Siempre en el mismo lugar, siempre sentado con sus manos
cruzadas sobre el regazo. No era normal, sentenciaron los más lanzados, y había
que solucionarlo “por derecho”. Y así, varios vecinos, fueron en comisión y le
interpelaron; sus preguntas y sus razones cayeron sobre él como las hojas
marchitas del bien adentrado otoño. No consiguieron una sola respuesta, solo,
dijeron algunos, pareció que sus ojos se movían un poco.

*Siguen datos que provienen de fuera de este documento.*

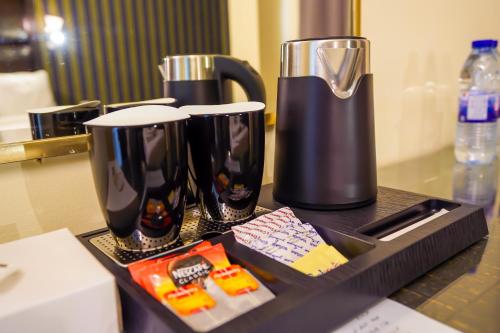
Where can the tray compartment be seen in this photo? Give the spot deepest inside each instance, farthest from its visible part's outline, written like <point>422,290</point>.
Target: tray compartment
<point>305,304</point>
<point>406,218</point>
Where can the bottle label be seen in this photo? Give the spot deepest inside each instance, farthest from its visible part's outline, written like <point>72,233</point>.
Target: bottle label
<point>478,108</point>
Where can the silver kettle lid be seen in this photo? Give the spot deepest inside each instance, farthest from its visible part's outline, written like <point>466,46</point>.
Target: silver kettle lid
<point>340,61</point>
<point>188,67</point>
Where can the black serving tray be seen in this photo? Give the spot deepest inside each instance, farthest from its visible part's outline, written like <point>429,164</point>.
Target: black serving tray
<point>375,270</point>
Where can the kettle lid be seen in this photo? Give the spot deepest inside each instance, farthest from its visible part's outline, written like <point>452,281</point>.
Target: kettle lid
<point>340,61</point>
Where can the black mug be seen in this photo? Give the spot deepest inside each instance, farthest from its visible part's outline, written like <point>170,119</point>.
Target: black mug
<point>139,163</point>
<point>227,151</point>
<point>167,101</point>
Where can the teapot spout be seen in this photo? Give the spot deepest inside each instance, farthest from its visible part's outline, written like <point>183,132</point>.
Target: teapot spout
<point>162,71</point>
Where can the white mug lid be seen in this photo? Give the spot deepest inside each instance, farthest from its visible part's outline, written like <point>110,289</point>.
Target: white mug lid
<point>65,108</point>
<point>157,101</point>
<point>223,109</point>
<point>139,116</point>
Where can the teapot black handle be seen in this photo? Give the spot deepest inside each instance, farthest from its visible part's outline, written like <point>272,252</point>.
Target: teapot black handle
<point>245,75</point>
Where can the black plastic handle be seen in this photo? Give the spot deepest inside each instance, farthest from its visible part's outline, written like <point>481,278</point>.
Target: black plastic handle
<point>245,75</point>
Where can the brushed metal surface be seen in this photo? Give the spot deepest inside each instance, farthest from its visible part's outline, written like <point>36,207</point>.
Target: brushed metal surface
<point>341,62</point>
<point>188,67</point>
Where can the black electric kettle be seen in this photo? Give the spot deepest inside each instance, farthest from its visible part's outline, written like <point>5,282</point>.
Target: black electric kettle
<point>325,133</point>
<point>195,79</point>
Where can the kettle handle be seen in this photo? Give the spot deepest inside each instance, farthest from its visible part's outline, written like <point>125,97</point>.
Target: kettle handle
<point>240,71</point>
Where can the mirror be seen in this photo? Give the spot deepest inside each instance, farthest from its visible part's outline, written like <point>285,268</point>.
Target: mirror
<point>63,52</point>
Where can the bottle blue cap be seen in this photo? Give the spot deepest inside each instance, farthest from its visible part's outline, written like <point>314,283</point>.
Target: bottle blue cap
<point>484,43</point>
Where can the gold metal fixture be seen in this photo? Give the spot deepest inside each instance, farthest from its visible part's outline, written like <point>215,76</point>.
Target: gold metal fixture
<point>38,149</point>
<point>356,17</point>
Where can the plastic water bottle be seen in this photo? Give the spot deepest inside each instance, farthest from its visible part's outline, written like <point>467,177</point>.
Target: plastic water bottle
<point>477,119</point>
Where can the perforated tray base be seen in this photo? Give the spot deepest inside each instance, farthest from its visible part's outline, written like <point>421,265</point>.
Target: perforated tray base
<point>194,230</point>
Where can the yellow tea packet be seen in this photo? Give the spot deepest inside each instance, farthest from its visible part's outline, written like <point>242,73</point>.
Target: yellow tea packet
<point>189,299</point>
<point>319,260</point>
<point>234,280</point>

Soliviantados por la falta de respuestas, decidieron
llamar a los agentes de la autoridad, ante ellos no tendría más remedio que dar
explicaciones y entonces comprendería que ese era “su” parque y que estaba
molestando y causando problemas.
Llegaron las fuerzas del orden. Una pareja que emanaba
autoridad y que puestos frente al extraño, con voz de mando, le conminaron a
contestar a sus preguntas y a identificarse… silencio, inmovilidad. Aumentaron
el tono y el volumen de sus exigencias –por si fuese sordo el interpelado y por
mantener la compostura ante los vecinos-, silencio, inmovilidad. Algún vecino
envalentonado comenzó a increpar, no se sabe muy bien si al extraño o a la
autoridad, pero el ambiente comenzaba a ser tenso. Los agentes, nerviosos, se
miraron y uno tomó su radio para comunicar con la superioridad. Después de un
parte concienzudo quedó en silencio. Las órdenes eran llevar al extraño al
cuartel si seguía negándose a sus requerimientos; y como así lo hizo tras
varios intentos en los que la autoridad utilizó todos los métodos al alcance de
sus ordenanzas, le comunicaron de forma imperativa que debía acompañarlos… silencio,
inmovilidad.
Después de cuchichear entre ellos decidieron usar métodos
más expeditivos, cada uno asió un brazo del insubordinado y trataron de
levantarlo, pero no se movió un ápice. Recuperados de la sorpresa pusieron más
empeño si cabe y nada pasó. Algunos vecinos ofrecían su ayuda mientras otros
daban voces dirigiendo la maniobra. Dignamente los agentes declinaron la ayuda
y volviendo a tomar la radio pidieron refuerzos.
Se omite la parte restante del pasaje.